Her relationship with God is an interesting one, for even in her childhood she could not force herself to be orthodox. As a schoolgirl she had great difficulty in professing herself to be a Christian. The harsh God of the Old Testament—the God who created man in His own image, restricted him with all sorts of “thou-shall-nots,” and then destroyed the image with death—had little appeal for Emily. In her poems her God is a very personal one, to be treated like a friend, praised for his good deeds and chided for his faults. Pompous piety has no place in any of her religious poems and when her feelings of intimacy lead her to address the Deity as “Papa above!” we are charmed rather than shocked by poetry that lets us become a part of a delightful woman to whom the trivialities of existence and the untouchable verities are of equal importance.
Like most poets, Emily Dickinson was intrigued by death; characteristically, she made it seem just another event in human experience. In one of her best-known poems, death is the driver of a carriage which picks her up, slowly takes her past a school where children are playing during recess, past fields, past the setting sun, until finally
We paused before a House that seemed
But death is not something the poet takes lightly. The loss of those she loved—particularly her father and Dr. Wadsworth—were blows from which she reeled; to one whose circle of acquaintanceship was so constricted each death assumed such great importance that it inspired a flood of little elegies in which the poet records both her grief and her love.

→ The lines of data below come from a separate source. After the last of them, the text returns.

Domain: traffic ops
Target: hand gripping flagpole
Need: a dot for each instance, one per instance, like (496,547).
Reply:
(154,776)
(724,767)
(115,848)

“Time,” “eternity,” and “immortality” are words that are insistently repeated in these poems. Always a skeptic, she once asked the question, “Is immortality true?” and like a proper metaphysician she lets her mind play with the two possible answers. In one of her last poems she seems to say that a person’s identity can never be blotted out; the poem concludes with this stanza:
To die is not to go—
Many readers of Emily Dickinson feel that she is a poet whom one may like or not like, that those who judge her a major poet have developed a sort of gourmet’s taste in literature, preferring the delicate and dainty to the robust and wholesome. There are indeed times when her poetry is quaint to the point of being cranky, when her eccentricities, compressions, and indirections lead to incomprehensibility; but if the reader will give her a second or third chance he, like others before him, will find that her best poetry provides the essence of great literature—contact with a powerful, original, fascinating mind.